Bloody Sunday sometimes called Bogside Massacre, it was called Bogside Massacre because there was
an accident in the Bogside area of Derry, Northern Ireland, in which 26
civil-rights protesters and bystanders were shot by soldiers of the British
Army. Thriteen males, seven of whom were teenagers, died immediately or soon
after, while the death of another man four and a half months later was
attributed to the injuries he received on that day. Two protesters was also
injured when they run down by army vehicles.
Two investigations have been held by the British
Government. The Widgery Tribunal, held in the immediate aftermath of the event,
largely cleared the soldiers and British authorities of blame Widgery described
the soldiers shooting as bordering on the reckless but was widely criticized as
a whitewash. The Saville Inquiry, chaired by Lord Saville of Newdigate, was
establish in 1998 to reinvestigate the events.

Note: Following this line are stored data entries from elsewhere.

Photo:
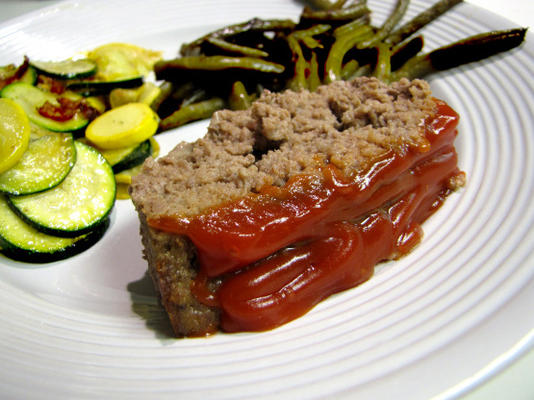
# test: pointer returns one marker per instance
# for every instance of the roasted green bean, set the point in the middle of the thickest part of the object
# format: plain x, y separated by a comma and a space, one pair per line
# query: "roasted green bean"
332, 40
192, 112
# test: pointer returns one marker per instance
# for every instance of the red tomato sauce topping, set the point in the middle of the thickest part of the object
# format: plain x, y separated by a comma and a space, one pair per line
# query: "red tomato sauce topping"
283, 250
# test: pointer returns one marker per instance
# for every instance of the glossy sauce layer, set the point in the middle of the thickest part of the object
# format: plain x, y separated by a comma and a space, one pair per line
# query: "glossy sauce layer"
283, 250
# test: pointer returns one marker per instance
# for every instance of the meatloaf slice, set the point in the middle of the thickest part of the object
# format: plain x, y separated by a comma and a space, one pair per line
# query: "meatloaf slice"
349, 125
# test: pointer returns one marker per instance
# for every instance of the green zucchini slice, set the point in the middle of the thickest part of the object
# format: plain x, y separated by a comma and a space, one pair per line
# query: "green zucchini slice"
78, 204
44, 164
30, 76
31, 98
128, 157
66, 69
96, 88
22, 242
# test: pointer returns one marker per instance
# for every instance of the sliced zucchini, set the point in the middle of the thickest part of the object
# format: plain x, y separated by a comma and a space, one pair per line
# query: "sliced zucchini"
97, 88
46, 162
22, 242
128, 157
8, 75
147, 93
124, 178
29, 77
31, 98
66, 69
78, 204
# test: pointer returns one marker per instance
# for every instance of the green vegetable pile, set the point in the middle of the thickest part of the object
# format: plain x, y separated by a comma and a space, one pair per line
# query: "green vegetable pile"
231, 66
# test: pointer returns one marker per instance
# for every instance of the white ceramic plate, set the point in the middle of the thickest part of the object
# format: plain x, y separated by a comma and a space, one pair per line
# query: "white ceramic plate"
439, 321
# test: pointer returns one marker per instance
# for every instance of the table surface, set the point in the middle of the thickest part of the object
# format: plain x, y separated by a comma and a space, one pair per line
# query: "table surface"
513, 382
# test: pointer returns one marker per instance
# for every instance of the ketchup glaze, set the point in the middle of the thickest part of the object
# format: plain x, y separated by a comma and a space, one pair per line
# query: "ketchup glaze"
284, 249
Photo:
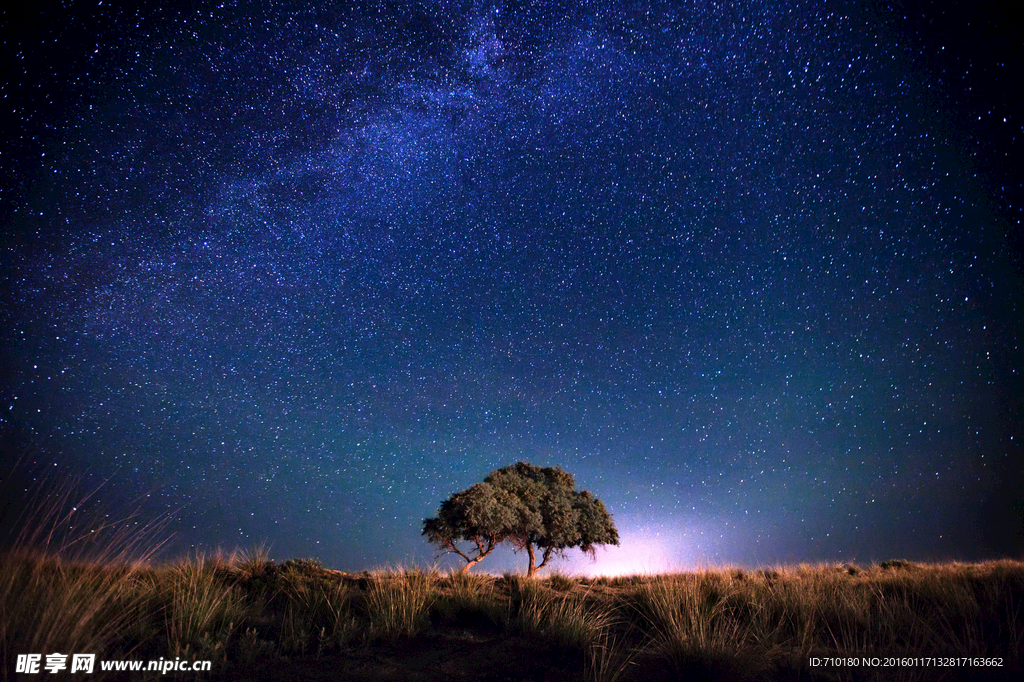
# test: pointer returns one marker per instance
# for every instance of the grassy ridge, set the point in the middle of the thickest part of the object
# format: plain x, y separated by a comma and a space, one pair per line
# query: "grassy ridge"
245, 612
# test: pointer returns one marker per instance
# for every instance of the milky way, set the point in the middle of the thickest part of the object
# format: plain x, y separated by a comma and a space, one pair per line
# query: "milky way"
292, 275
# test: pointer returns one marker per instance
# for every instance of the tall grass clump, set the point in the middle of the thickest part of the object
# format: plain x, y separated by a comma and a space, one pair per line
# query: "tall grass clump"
698, 622
470, 601
397, 604
47, 604
566, 620
69, 580
202, 613
316, 613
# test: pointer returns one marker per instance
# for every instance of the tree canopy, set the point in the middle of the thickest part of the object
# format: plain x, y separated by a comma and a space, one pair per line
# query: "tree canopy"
534, 508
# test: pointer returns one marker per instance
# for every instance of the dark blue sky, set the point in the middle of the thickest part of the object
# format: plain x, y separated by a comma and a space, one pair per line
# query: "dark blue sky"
293, 275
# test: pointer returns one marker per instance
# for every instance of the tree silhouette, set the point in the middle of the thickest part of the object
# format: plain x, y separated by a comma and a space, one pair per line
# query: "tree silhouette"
534, 508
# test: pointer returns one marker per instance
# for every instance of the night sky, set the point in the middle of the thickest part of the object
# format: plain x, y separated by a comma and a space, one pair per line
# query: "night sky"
290, 275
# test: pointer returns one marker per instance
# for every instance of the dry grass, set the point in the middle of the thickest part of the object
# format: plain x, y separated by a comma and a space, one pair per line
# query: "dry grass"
728, 624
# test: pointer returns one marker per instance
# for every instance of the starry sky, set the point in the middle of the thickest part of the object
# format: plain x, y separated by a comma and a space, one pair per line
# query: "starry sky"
290, 274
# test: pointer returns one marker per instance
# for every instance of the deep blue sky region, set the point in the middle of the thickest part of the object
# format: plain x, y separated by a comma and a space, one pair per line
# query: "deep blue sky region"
290, 274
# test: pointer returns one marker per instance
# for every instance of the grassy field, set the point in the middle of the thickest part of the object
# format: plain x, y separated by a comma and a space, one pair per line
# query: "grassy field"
257, 620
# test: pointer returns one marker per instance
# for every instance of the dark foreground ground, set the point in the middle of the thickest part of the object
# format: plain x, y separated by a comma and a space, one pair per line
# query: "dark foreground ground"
259, 621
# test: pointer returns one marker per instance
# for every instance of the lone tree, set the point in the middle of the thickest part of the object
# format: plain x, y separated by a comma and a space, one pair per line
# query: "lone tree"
532, 508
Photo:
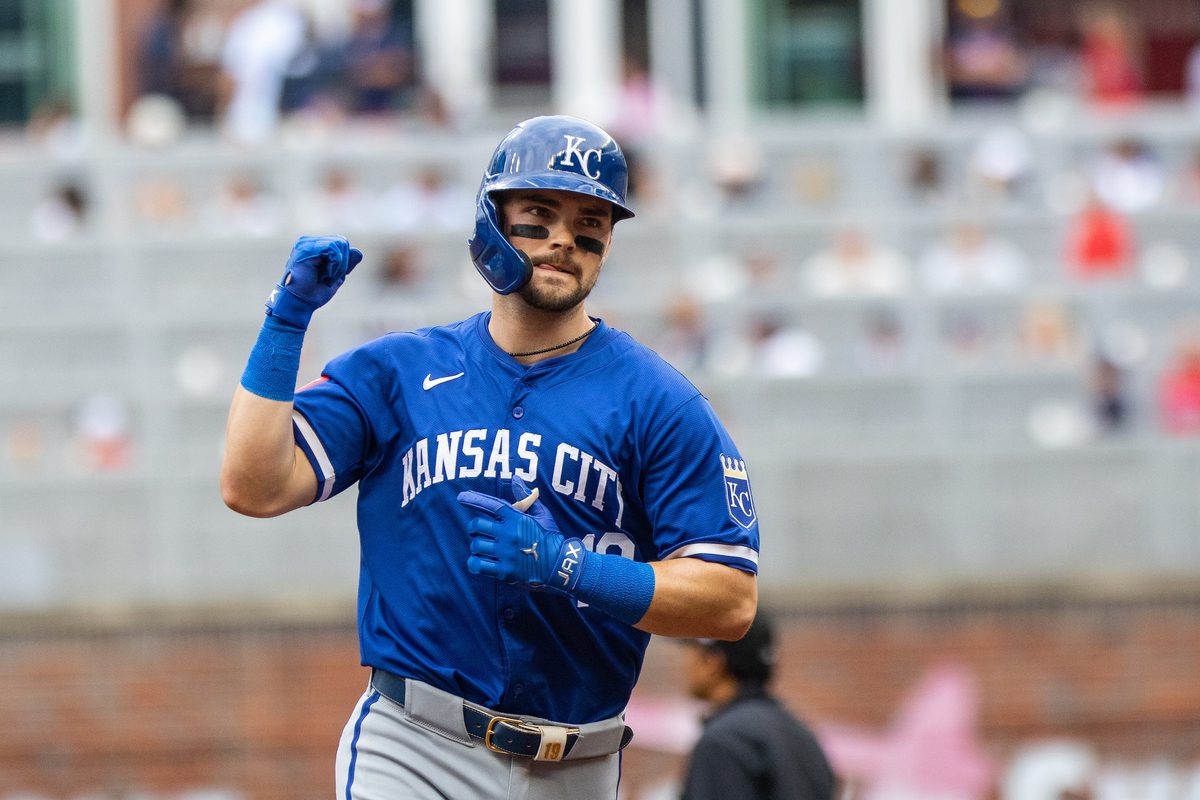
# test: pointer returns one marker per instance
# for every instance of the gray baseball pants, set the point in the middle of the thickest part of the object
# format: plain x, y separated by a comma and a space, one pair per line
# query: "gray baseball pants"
421, 751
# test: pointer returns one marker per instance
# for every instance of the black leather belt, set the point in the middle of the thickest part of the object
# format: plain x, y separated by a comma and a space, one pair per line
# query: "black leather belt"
501, 734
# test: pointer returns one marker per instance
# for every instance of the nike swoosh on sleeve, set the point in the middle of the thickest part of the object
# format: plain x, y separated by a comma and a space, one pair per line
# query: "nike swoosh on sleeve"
431, 382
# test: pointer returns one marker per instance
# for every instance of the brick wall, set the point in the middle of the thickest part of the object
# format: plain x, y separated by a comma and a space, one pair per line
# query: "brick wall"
163, 705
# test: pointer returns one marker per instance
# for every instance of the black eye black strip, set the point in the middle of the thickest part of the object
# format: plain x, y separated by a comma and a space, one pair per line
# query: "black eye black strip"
529, 232
589, 244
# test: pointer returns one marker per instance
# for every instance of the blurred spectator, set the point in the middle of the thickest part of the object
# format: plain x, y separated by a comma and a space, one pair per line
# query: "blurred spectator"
1189, 182
853, 265
1109, 395
1111, 53
751, 746
684, 340
984, 59
63, 214
966, 335
881, 347
999, 166
403, 269
737, 166
427, 202
25, 445
1164, 264
310, 78
155, 121
102, 438
1192, 78
262, 42
765, 275
969, 259
641, 106
54, 127
243, 208
814, 180
1128, 176
165, 66
377, 60
339, 203
1099, 242
1179, 390
784, 349
925, 179
1048, 332
161, 202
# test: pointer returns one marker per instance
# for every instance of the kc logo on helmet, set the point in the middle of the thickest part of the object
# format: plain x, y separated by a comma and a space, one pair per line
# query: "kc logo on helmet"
737, 491
573, 154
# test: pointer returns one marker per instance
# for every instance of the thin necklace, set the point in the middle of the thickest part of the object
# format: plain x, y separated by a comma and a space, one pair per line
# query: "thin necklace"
558, 347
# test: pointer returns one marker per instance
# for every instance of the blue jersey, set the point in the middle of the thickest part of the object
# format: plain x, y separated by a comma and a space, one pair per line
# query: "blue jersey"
629, 457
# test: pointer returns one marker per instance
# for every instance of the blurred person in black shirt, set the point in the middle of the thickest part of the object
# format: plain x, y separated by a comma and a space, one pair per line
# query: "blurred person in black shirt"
751, 746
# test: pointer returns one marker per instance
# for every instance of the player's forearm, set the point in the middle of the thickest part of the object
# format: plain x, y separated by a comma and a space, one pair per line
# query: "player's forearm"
700, 599
261, 473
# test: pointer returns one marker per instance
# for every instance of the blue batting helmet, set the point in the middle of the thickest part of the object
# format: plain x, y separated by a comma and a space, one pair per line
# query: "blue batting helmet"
553, 152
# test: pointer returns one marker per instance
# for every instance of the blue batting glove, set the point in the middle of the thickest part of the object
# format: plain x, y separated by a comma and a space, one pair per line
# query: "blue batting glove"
317, 268
519, 542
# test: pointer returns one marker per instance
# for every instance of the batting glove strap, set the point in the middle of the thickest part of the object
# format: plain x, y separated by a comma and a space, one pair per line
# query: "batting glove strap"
567, 569
315, 271
289, 307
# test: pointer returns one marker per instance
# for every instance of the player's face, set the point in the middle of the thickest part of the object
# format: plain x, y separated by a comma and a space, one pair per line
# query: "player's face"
567, 236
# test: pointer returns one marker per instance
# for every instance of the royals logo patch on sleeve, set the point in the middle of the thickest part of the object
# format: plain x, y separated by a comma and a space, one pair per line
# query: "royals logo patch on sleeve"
737, 491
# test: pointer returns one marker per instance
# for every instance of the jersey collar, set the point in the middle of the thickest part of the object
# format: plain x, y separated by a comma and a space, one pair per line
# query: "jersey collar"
592, 344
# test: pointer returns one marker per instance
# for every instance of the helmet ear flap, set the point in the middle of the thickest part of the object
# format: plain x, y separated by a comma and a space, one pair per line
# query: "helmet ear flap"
505, 268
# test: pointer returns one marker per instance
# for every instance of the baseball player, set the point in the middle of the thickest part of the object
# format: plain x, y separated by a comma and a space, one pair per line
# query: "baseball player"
538, 494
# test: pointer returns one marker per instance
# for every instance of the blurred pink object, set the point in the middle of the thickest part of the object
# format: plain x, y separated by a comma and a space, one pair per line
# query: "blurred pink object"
667, 725
929, 751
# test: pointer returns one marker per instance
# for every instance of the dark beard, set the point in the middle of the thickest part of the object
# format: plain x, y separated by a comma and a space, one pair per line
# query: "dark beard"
555, 301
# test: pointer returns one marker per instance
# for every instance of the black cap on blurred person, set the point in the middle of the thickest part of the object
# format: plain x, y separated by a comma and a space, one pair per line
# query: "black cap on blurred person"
751, 659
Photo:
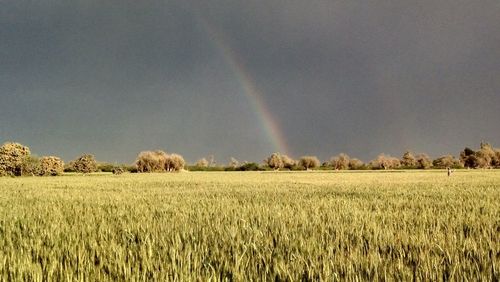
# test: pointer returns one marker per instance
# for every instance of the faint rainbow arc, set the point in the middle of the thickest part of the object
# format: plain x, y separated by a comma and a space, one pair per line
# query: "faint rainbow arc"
253, 95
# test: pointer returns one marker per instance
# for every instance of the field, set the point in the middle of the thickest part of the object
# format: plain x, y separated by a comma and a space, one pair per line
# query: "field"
252, 226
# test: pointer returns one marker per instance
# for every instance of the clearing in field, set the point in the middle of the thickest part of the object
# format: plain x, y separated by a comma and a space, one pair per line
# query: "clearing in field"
245, 226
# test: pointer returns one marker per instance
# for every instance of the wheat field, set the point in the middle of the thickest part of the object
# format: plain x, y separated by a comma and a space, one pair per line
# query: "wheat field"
251, 226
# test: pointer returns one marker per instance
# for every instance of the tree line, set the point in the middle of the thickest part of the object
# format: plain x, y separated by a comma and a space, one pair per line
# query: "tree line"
16, 160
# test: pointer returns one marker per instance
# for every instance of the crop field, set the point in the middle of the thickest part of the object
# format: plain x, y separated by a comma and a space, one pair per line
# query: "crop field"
244, 226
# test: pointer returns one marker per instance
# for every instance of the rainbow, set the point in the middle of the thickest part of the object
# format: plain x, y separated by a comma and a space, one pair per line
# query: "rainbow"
248, 85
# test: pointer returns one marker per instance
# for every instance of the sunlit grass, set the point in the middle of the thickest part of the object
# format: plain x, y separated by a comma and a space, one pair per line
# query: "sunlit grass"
252, 225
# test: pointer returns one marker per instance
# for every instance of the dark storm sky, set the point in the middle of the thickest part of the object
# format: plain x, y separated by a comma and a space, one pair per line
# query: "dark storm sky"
361, 77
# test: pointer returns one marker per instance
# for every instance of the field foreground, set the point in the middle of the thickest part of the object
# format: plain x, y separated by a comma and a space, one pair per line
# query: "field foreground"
252, 226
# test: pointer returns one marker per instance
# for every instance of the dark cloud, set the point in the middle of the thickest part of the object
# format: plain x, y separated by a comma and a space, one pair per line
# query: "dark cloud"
359, 77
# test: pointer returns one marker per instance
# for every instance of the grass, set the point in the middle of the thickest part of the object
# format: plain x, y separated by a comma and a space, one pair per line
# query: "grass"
252, 226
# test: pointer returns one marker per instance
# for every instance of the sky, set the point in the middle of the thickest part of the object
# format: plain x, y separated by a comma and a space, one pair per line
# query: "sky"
245, 79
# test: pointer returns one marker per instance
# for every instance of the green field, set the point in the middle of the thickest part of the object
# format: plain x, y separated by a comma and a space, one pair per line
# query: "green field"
252, 226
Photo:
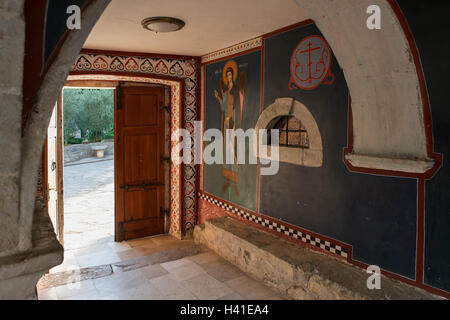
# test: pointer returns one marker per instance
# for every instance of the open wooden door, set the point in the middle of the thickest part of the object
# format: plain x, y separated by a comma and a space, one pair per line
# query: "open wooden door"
53, 171
139, 150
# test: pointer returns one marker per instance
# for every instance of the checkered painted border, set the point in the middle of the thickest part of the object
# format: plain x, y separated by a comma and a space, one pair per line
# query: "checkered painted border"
306, 238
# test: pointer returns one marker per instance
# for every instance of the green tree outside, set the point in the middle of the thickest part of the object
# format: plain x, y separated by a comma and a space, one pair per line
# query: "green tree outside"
91, 111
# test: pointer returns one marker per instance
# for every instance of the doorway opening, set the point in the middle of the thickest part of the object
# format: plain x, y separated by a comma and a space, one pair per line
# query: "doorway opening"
115, 177
88, 131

The Provisional Irish Republican Army’s (IRA) campaign
against the partition of Ireland had
begun in the two years prior to Bloody Sunday, but public perceptions of the
day boosted the status of, and recruitment into, the organization enormously.
Bloody Sunday remains among the most significant events in the Troubles of the
Northern Ireland, chiefly because those who died were shot by British army
rather than paramilitaries, in full view of the public and the press.